Giving statements is a tax statement generation feature for Pushpay's administration platform.

Whilst our UX research team handled testing and research activities, I led the work on

  • A new simplified interaction model

  • Multiple UXPin prototypes for user testing

  • The final responsive UI Design and animation 


Users problem:

Pushpay's users use the Giving Statements feature to generate and send tax statements to church givers yearly to show how their donations have helped their church grow and allow them to claim their tax expenses back.

Because the feature only allowed users to generate tax statements once a year, Pushpay users have been using alternative products to generate statements for a custom length of time or for each quarter in a year. Without this functionality, this has caused a loss in time for users maintaining multiple products, inaccurate data being sent to church givers and less communication sent throughout the year.

Design solution:

To reduce the maintenance of multiple products and increase communication with more accurate financial data for church givers, we re-designed the existing feature to support quarterly and custom statement generation for churches to send out tax statements more frequently to encourage church givers to donate more throughout the year.

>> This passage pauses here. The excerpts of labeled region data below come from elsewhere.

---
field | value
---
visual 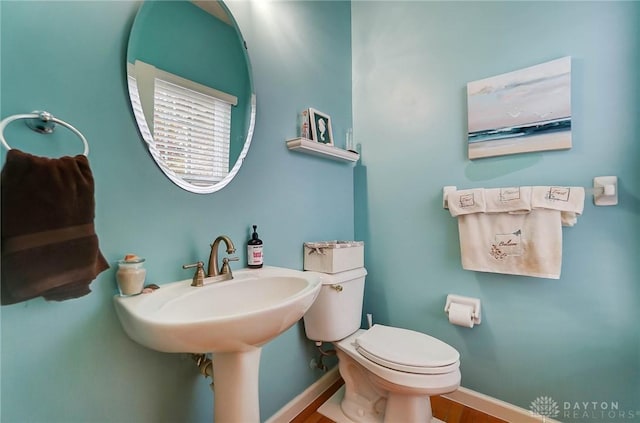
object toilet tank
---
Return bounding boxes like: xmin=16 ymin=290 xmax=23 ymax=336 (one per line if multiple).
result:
xmin=303 ymin=267 xmax=367 ymax=342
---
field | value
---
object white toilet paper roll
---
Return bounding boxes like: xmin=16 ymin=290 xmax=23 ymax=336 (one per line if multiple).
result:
xmin=449 ymin=303 xmax=473 ymax=328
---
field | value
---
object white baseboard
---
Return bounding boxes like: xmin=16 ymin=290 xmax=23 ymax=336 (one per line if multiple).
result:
xmin=442 ymin=386 xmax=559 ymax=423
xmin=265 ymin=366 xmax=340 ymax=423
xmin=265 ymin=366 xmax=559 ymax=423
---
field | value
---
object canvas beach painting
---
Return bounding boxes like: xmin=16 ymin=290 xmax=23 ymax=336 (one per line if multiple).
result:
xmin=467 ymin=57 xmax=571 ymax=159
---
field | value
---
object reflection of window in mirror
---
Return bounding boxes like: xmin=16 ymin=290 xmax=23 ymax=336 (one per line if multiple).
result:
xmin=129 ymin=60 xmax=238 ymax=186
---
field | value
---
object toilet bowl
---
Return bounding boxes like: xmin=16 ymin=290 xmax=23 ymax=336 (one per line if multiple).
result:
xmin=304 ymin=268 xmax=461 ymax=423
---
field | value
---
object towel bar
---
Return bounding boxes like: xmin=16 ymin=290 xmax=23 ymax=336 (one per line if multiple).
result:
xmin=442 ymin=181 xmax=618 ymax=210
xmin=0 ymin=111 xmax=89 ymax=156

Interaction model for Giving Statements:

I led the direction for an improved userflow for customers. Significant changes to the new user-flow design included:

  • Redesigning the flow to be 3 steps rather than 5 like it’s original experience.

  • Remove any unneeded links from the UI that are taking users out of the flow.

  • Include past history of the statements generated.

  • Introduced a refined configuration page for customers to set up their preferred way to send out tax statement.


Ideation and prototyping:

Once the ideal user-journey and key requirements were mapped out, I organised a co-design session with key team members (a Product Manager, Engineering Lead and a Quality Assurance Tester). In the co-design session, I organised the team to complete sketches in low fidelity to increase the range of ideas to help design the prototype for testing.

The final prototype went through 5 rounds of remote user-testing and participants responded positively to the new design and work-flow.

Common recurring patterns found included:

  • The majority of users wanted to preview and download statements before sending out to their givers

  • Users wanted to be able to customize content for their emails

  • Loading spinners in the prototype were unclear to indicate how long they have to wait until all statements are generated

  • Users wanted more options to be able to reach out to givers when statements are finished (e.g SMS, in-app notifications etc)

"It’s definitely improved… Hands down this was much better, much easier to manage and think through. I remember hesitating quite a bit with the other” - Customer quote from user-testing

UX Pin prototype:

Co-design sketches:

Artboard.png
codesigns.png

UI Design:

As well as designing the final responsive UI mockups, I also helped our development team coding the HTML and CSS/SVG tick animation to appear when statements have been sent to their community.

Mobile UI designs:


The biggest challenge:

The biggest challenge I faced was working with a fixed deadline. As we had told our customers in advance that we would have this feature in the market by the beginning of quarter 3, we had to cut back on certain requirements to ensure we met our deadline.

To ensure that we launched our feature on time, I collaborated regularly with key stakeholders to make sure appropriate discussions were had where we needed to cut back on scope and that we were all moving in the same direction.

Examples of where we had to compromise included:

  • Pausing on adding other communication methods for church givers to know they’ve received their tax statement

  • Cutting out timeline and auto fill improvements for the launch and add these afterwards

  • Reducing visual design time by utilising existing components and patterns where possible


End result:

The feature was successfully launched live and on time to Pushpay’s customers.

Over 150,000 giving statements have been successfully generated with multiple Pushpay users providing positive feedback how much the new Giving Statements re-design has helped their outreach to their church givers and saved them time in the process.